Ему нездоровилось в тот день, он чувствовал себя разбитым, и смысл того, что он расшифровывает, не проник до конца в его сознание. Он занимался этим машинально, как давно надоевшей обязанностью.
Декларация вызвала бурю ответных депеш, совсем его замучивших. Вечером, когда его сменили, он съел свой скудный ужин и вышел на балкон, чтобы покурить и проветрить голову после непривычно напряженных часов работы, смысл которой оставался ему непонятным. Был тихий, ясный вечер. Он разговорился с одним из своих товарищей-телеграфистов, и только тут, как он пишет: «Я вдруг осознал, отклики каких грандиозных событий проходили через мои руки в течение последних четырех часов. Но восторг первых минут сменился сомнением.

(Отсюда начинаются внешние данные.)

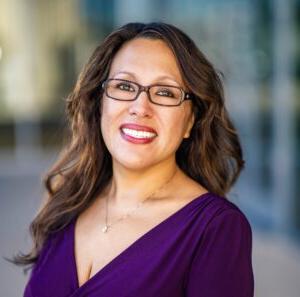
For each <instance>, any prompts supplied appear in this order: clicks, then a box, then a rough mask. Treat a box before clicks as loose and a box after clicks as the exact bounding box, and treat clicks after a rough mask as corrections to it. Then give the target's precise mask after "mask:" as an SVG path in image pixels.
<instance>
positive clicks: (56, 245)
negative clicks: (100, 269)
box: [24, 193, 254, 297]
mask: <svg viewBox="0 0 300 297" xmlns="http://www.w3.org/2000/svg"><path fill="white" fill-rule="evenodd" d="M75 223H76V218H75V219H73V220H72V221H71V223H70V224H68V225H67V226H66V227H65V228H64V229H62V230H60V231H59V232H57V233H55V234H54V235H52V236H50V237H49V238H48V240H47V241H46V243H45V245H44V247H43V249H42V251H41V254H40V257H39V258H38V261H37V262H36V263H35V265H34V266H33V269H32V271H31V274H30V278H29V281H28V283H27V285H26V288H25V292H24V297H79V296H80V297H84V296H87V297H125V296H126V297H139V296H141V297H150V296H151V297H153V296H158V297H179V296H181V297H183V296H186V297H196V296H197V297H253V296H254V275H253V269H252V230H251V226H250V224H249V222H248V220H247V218H246V216H245V214H244V213H243V212H242V211H241V210H240V209H239V208H238V207H237V206H236V205H235V204H234V203H233V202H230V201H229V200H227V199H225V198H224V197H221V196H218V195H215V194H212V193H205V194H202V195H201V196H199V197H196V198H195V199H193V200H192V201H190V202H189V203H187V204H186V205H185V206H183V207H182V208H180V209H179V210H178V211H176V212H175V213H173V214H172V215H170V216H169V217H168V218H166V219H165V220H163V221H162V222H161V223H159V224H158V225H156V226H155V227H153V228H152V229H151V230H150V231H148V232H146V233H145V234H144V235H142V236H141V237H140V238H138V239H137V240H136V241H135V242H133V243H132V244H131V245H130V246H129V247H128V248H126V249H125V250H124V251H123V252H121V253H120V254H119V255H118V256H117V257H115V258H114V259H113V260H112V261H111V262H109V263H108V264H107V265H106V266H104V267H103V268H102V269H101V270H100V271H98V272H97V273H96V274H95V275H94V276H93V277H92V278H91V279H89V280H88V281H87V282H86V283H84V284H83V285H82V286H80V287H79V285H78V278H77V270H76V262H75V254H74V227H75ZM99 253H101V247H99Z"/></svg>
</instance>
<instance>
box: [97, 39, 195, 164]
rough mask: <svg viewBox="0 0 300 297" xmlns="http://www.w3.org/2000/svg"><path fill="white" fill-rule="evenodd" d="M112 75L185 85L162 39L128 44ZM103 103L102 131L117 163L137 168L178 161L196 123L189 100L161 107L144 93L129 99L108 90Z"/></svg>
mask: <svg viewBox="0 0 300 297" xmlns="http://www.w3.org/2000/svg"><path fill="white" fill-rule="evenodd" d="M109 78H115V79H125V80H129V81H132V82H136V83H139V84H141V85H144V86H147V85H152V84H163V85H172V86H179V87H182V88H183V82H182V78H181V75H180V71H179V69H178V66H177V63H176V59H175V56H174V54H173V53H172V51H171V50H170V48H169V47H168V46H167V45H166V44H165V43H164V42H163V41H161V40H153V39H146V38H137V39H134V40H131V41H129V42H127V43H125V44H124V45H123V46H122V47H121V49H120V50H119V51H118V52H117V54H116V56H115V57H114V59H113V61H112V65H111V68H110V72H109ZM101 104H102V106H101V108H102V118H101V131H102V135H103V139H104V142H105V144H106V146H107V148H108V150H109V152H110V154H111V155H112V159H113V162H114V163H115V165H116V164H118V165H121V166H124V167H126V168H128V169H132V170H141V169H147V168H150V167H151V166H155V165H158V164H161V165H162V164H165V165H167V166H168V165H169V164H170V162H175V153H176V151H177V149H178V147H179V145H180V143H181V142H182V140H183V138H184V137H188V136H189V131H190V129H191V127H192V125H193V116H192V108H191V101H189V100H188V101H183V103H182V104H181V105H179V106H172V107H166V106H159V105H155V104H153V103H151V102H150V101H149V99H148V95H147V93H146V92H142V93H140V95H139V96H138V98H137V99H136V100H135V101H127V102H125V101H117V100H114V99H111V98H108V97H107V96H106V95H105V94H104V95H103V100H102V102H101ZM131 124H134V125H131ZM149 128H150V129H149ZM137 130H139V132H137ZM150 130H151V131H150ZM141 131H145V132H141ZM149 131H150V133H149Z"/></svg>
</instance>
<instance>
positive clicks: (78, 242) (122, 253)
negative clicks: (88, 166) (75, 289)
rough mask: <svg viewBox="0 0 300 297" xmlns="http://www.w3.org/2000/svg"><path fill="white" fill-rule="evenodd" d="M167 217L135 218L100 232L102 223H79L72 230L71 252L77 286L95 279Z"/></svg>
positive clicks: (79, 219)
mask: <svg viewBox="0 0 300 297" xmlns="http://www.w3.org/2000/svg"><path fill="white" fill-rule="evenodd" d="M166 217H167V214H162V213H161V214H160V215H157V214H156V216H155V217H154V218H153V217H152V218H151V217H149V216H145V215H144V216H142V215H140V216H135V217H132V218H127V219H126V220H123V221H119V222H118V223H116V224H113V225H112V226H111V228H109V229H108V231H107V232H105V233H104V232H103V231H102V228H103V226H104V223H103V222H99V223H98V224H95V223H92V222H90V224H89V223H88V221H84V220H80V218H79V219H78V221H77V223H76V226H75V228H74V238H75V241H74V252H75V262H76V269H77V279H78V285H79V286H81V285H83V284H84V283H85V282H87V281H88V280H89V279H91V278H92V277H94V276H95V275H96V274H97V273H98V272H99V271H101V270H102V269H103V268H105V267H106V266H108V265H110V264H111V263H112V261H114V260H115V259H116V258H118V257H120V256H121V255H122V254H124V253H126V252H127V251H128V249H129V248H131V247H132V246H133V245H134V244H135V242H136V241H138V240H140V239H141V237H143V236H144V235H145V234H147V233H148V232H149V231H151V230H152V229H153V228H155V227H157V226H158V225H159V224H160V223H161V222H162V221H164V220H165V219H166Z"/></svg>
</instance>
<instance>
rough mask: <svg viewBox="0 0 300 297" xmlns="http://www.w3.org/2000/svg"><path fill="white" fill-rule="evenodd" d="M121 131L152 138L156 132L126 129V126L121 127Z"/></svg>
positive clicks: (144, 136)
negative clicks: (147, 131) (146, 131)
mask: <svg viewBox="0 0 300 297" xmlns="http://www.w3.org/2000/svg"><path fill="white" fill-rule="evenodd" d="M122 131H123V132H124V133H125V134H127V135H129V136H132V137H135V138H153V137H155V136H156V134H155V133H152V132H146V131H137V130H133V129H128V128H122Z"/></svg>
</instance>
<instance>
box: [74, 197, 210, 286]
mask: <svg viewBox="0 0 300 297" xmlns="http://www.w3.org/2000/svg"><path fill="white" fill-rule="evenodd" d="M211 194H212V193H211V192H205V193H203V194H201V195H200V196H197V197H196V198H194V199H192V200H191V201H189V202H188V203H186V204H185V205H184V206H182V207H181V208H179V209H178V210H176V211H175V212H174V213H172V214H171V215H169V216H168V217H167V218H166V219H164V220H162V221H161V222H160V223H158V224H156V225H155V226H154V227H152V228H151V229H150V230H148V231H146V232H145V233H144V234H143V235H141V236H140V237H139V238H137V239H136V240H135V241H134V242H132V243H131V244H130V245H129V246H128V247H127V248H125V249H124V250H123V251H122V252H120V253H119V254H118V255H117V256H116V257H115V258H113V259H112V260H111V261H109V262H108V263H107V264H106V265H105V266H103V267H102V268H101V269H100V270H98V271H97V272H96V273H95V274H94V275H93V276H92V277H91V278H89V279H88V280H87V281H86V282H84V283H83V284H82V285H81V286H79V279H78V271H77V264H76V258H75V226H76V222H77V218H78V216H76V217H75V218H74V219H73V221H72V222H71V226H70V233H71V234H70V236H71V240H70V241H71V258H72V259H71V262H72V271H73V274H74V281H75V283H76V290H82V289H83V288H85V287H86V286H88V285H89V284H90V283H91V282H93V281H94V280H95V279H96V278H98V277H99V276H100V275H101V274H103V273H104V272H105V271H106V270H108V269H109V268H111V267H112V266H113V265H114V264H115V263H116V262H117V261H118V260H120V259H121V258H122V257H124V256H125V255H126V254H127V253H128V252H129V251H130V250H132V249H133V248H134V247H135V246H136V245H137V244H139V243H140V242H142V241H143V240H144V239H145V238H147V237H149V236H150V235H151V234H152V233H153V232H155V231H156V230H157V229H158V228H160V227H161V226H163V225H165V224H166V223H167V222H169V221H170V220H171V219H173V218H174V217H176V216H178V215H179V214H180V213H182V212H183V211H184V210H187V209H189V208H190V207H192V206H193V205H194V203H196V202H197V201H198V200H201V201H202V200H203V198H205V197H208V196H210V195H211Z"/></svg>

— Это какое-то шарлатанство, — глубокомысленно заметил я.
Но мой сослуживец был настроен более оптимистично.
— Это значит — конец бомбардировкам и разрушениям, — сказал он. — Это значит, что мы скоро получим из Америки зерно.
— Кто же станет посылать нам зерно, когда деньги больше ничего не стоят? — спросил я.
И тут внезапно снизу, из города, к нам донесся звон. Соборные колокола, ни разу за все время моего пребывания в этом городе не издавшие ни звука, зазвонили — вначале несколько неуверенно, хрипло, словно простуженные. Мало-помалу они оживали все больше, и мы поняли, что происходит. Это был благовест. Мы прислушивались к нему в недоверчивом изумлении, глядя на изможденные желтые лица друг друга.
— Значит, это правда, — сказал мой товарищ.
— Но что же можно теперь сделать? — спросил я. — Все разрушено…»
И на этой фразе, с неожиданным художественным чутьем, Барнет обрывает свое повествование.